After that, we were off to Europe for a some-what stressful honeymoon for 5 weeks. As soon as we got back we got ready to move to New York from Colorado. By getting ready I mean minor house-work and trying to find renters. Did I mention it was to take on the added stress of starting a business?
So, needless to say, my cycle has not been all that regular... in fact, I wonder if I even ovulate anymore...
Between the crazy stress roller-coaster of the last 9 months, change of moving from 11,000 feet to sea-level and my love-hate relationship with CrossFit (I was not an athletic person until I found out I would be wearing a wedding dress)... I think it's safe to say that my body has been retaliating.
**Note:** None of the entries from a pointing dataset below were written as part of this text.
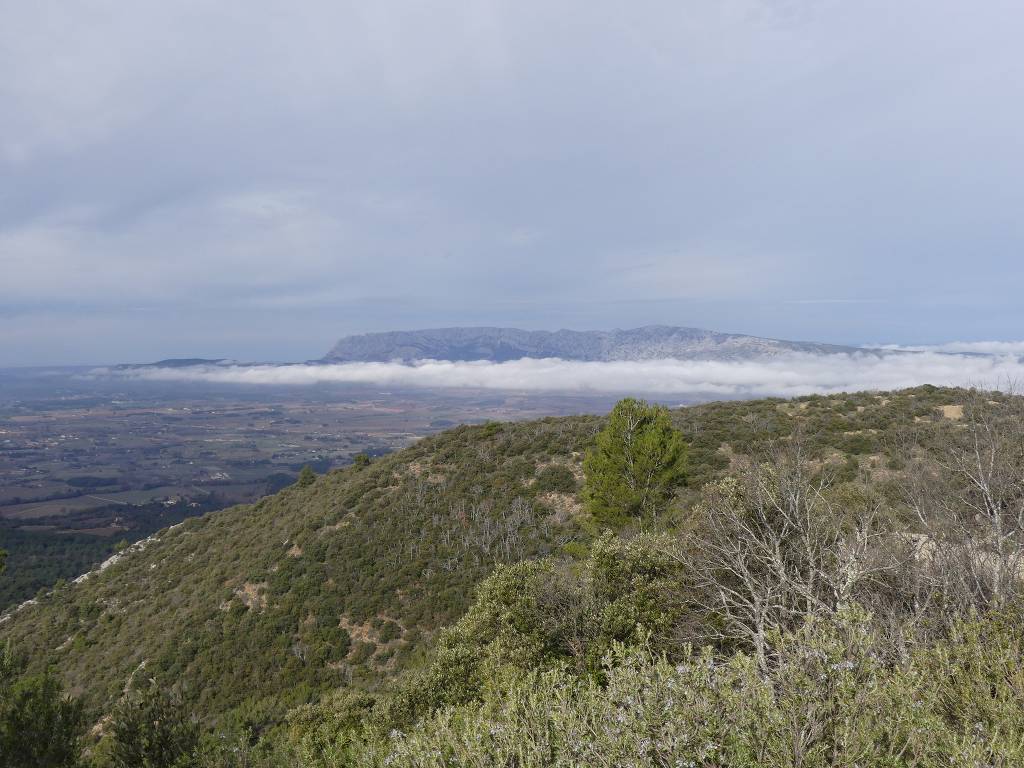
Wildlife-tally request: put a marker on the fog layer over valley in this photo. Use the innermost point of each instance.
(790, 374)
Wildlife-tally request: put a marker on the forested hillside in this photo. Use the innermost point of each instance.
(848, 537)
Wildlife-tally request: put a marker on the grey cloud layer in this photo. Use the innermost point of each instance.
(266, 166)
(786, 376)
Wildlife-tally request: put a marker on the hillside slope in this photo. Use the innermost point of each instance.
(344, 581)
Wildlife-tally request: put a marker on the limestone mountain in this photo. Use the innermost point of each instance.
(499, 344)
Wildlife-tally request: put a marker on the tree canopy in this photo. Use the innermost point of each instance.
(637, 462)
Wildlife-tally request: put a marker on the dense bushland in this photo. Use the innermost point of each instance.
(826, 581)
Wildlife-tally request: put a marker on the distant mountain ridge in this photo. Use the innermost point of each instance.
(501, 344)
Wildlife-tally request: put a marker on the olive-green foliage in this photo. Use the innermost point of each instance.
(249, 609)
(829, 700)
(251, 603)
(306, 477)
(558, 478)
(529, 615)
(39, 725)
(636, 463)
(151, 728)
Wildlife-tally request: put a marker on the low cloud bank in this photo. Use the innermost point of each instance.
(785, 376)
(964, 347)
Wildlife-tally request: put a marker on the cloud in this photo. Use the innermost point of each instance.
(573, 163)
(963, 347)
(785, 376)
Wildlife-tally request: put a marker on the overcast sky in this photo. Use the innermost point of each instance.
(254, 179)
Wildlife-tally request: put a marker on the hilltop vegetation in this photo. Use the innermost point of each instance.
(821, 556)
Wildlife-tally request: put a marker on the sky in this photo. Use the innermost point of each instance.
(255, 179)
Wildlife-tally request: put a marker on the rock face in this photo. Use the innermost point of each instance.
(498, 344)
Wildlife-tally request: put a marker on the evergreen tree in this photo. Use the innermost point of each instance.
(637, 462)
(150, 728)
(39, 725)
(306, 477)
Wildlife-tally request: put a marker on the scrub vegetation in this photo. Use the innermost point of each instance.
(817, 582)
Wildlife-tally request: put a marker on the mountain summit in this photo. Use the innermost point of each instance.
(499, 344)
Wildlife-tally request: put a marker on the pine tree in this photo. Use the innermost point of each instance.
(637, 462)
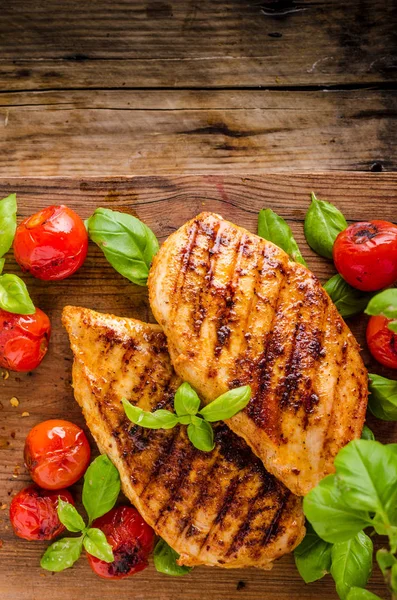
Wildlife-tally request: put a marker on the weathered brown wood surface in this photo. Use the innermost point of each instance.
(182, 86)
(164, 203)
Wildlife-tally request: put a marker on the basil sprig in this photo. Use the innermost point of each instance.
(385, 304)
(8, 222)
(274, 228)
(362, 493)
(100, 491)
(347, 299)
(165, 558)
(323, 222)
(187, 412)
(382, 401)
(128, 244)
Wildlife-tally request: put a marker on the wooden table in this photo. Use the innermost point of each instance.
(184, 86)
(164, 203)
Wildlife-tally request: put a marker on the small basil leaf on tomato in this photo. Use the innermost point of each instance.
(351, 563)
(159, 419)
(382, 401)
(62, 554)
(128, 244)
(101, 487)
(312, 556)
(96, 544)
(69, 516)
(201, 434)
(14, 296)
(323, 222)
(275, 229)
(165, 560)
(367, 433)
(227, 405)
(8, 222)
(186, 400)
(347, 299)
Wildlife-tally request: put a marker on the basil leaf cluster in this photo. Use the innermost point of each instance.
(385, 304)
(323, 223)
(100, 491)
(128, 244)
(165, 560)
(14, 296)
(346, 298)
(275, 229)
(187, 412)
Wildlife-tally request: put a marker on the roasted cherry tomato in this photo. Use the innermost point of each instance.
(23, 340)
(132, 541)
(382, 342)
(51, 244)
(33, 513)
(365, 254)
(57, 454)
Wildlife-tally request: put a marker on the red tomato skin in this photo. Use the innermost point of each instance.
(52, 244)
(382, 342)
(33, 513)
(57, 454)
(365, 254)
(132, 540)
(23, 340)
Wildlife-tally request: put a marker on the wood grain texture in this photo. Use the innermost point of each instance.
(164, 203)
(144, 132)
(167, 43)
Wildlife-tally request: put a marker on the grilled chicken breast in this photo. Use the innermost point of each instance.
(236, 310)
(219, 508)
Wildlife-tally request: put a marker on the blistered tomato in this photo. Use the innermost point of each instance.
(365, 254)
(23, 340)
(52, 244)
(33, 513)
(131, 539)
(382, 342)
(56, 453)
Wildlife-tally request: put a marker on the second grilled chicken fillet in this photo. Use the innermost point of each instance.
(218, 508)
(236, 310)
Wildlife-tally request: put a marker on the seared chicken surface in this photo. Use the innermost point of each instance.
(219, 508)
(236, 310)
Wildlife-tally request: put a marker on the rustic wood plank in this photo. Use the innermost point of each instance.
(228, 43)
(164, 203)
(144, 132)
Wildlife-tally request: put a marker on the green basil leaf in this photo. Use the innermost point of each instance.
(382, 401)
(8, 222)
(351, 563)
(14, 296)
(274, 228)
(332, 519)
(101, 487)
(165, 558)
(186, 401)
(347, 299)
(360, 594)
(323, 222)
(62, 554)
(201, 435)
(69, 516)
(368, 473)
(128, 244)
(313, 556)
(159, 419)
(227, 405)
(96, 544)
(384, 304)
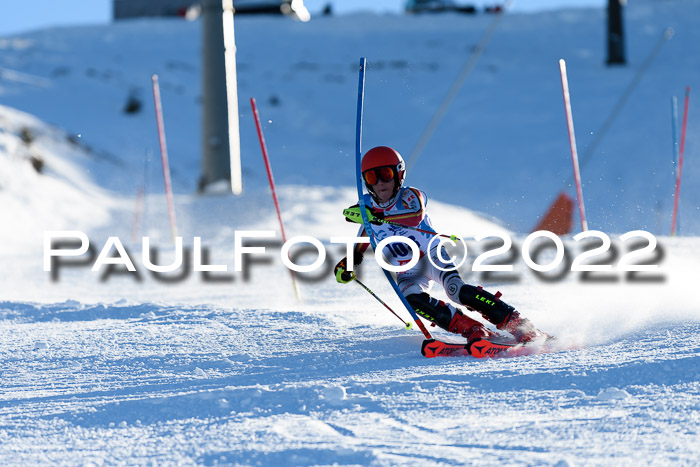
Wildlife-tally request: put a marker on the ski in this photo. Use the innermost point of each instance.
(480, 348)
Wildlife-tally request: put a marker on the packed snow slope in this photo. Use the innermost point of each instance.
(187, 368)
(502, 147)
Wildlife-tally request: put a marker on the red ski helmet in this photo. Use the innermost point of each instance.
(382, 157)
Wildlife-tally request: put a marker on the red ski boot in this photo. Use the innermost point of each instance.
(467, 327)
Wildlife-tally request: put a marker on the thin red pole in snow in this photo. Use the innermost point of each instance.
(677, 193)
(572, 142)
(164, 155)
(263, 147)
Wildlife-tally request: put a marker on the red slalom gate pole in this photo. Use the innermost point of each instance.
(677, 193)
(263, 147)
(572, 143)
(164, 155)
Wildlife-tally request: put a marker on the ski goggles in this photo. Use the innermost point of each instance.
(384, 174)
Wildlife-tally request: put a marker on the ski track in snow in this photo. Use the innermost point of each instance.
(202, 384)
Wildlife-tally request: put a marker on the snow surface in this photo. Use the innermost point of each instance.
(115, 368)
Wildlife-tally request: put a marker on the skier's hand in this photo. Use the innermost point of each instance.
(342, 275)
(353, 214)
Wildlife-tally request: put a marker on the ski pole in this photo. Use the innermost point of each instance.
(348, 214)
(408, 325)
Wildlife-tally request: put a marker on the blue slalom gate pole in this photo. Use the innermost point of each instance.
(361, 194)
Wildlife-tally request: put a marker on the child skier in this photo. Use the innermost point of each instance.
(383, 172)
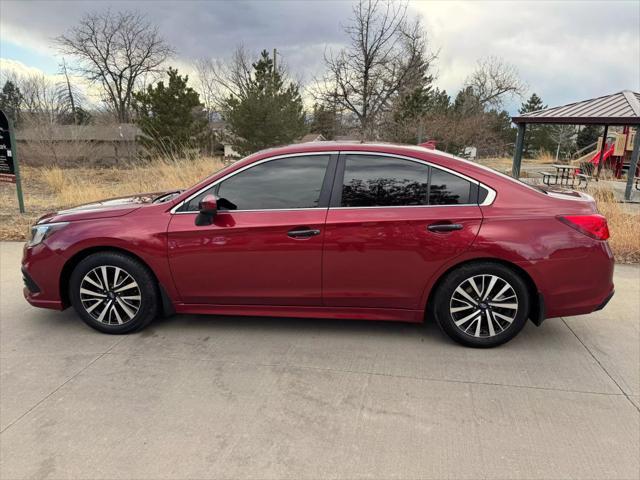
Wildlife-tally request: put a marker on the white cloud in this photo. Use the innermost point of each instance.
(10, 68)
(565, 51)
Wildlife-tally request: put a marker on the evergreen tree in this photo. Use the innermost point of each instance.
(268, 113)
(587, 135)
(537, 137)
(10, 101)
(170, 115)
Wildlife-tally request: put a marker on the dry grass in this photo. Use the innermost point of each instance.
(48, 189)
(624, 226)
(54, 188)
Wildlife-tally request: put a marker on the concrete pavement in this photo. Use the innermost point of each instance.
(223, 397)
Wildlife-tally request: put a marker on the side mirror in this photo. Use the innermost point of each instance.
(208, 205)
(208, 208)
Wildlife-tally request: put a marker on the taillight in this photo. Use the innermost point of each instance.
(594, 226)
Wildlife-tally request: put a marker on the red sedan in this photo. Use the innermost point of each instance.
(336, 230)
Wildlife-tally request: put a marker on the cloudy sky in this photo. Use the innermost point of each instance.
(564, 50)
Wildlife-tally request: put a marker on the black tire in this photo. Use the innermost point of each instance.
(479, 334)
(115, 264)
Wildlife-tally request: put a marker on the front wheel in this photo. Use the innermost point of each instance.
(113, 292)
(482, 305)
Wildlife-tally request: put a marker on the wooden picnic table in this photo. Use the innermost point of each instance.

Rightly so.

Now I am in a good place, besides being 2000 miles from a key factor in the process. Life is slowing to a comfortable pace, the business is doing well enough to alleviate stress of future financial issues, I am pretty much through with all my rebellious eating and I am still doing CrossFit (hey, guess what? that IS our business). I think that I can expect some good stuff to happen soon. By the way, I am still taking folic acid and larger amounts of fish oil. I also decided to help myself to some fertility vitamin supplements: FertilAid and FertileCM.

All that being said, I stumbled across this helpful article by Mark Sisson this evening. Okay, I think I might be down with eating liver... as long as I can concoct some sort of primal crackers to put it on like a spread.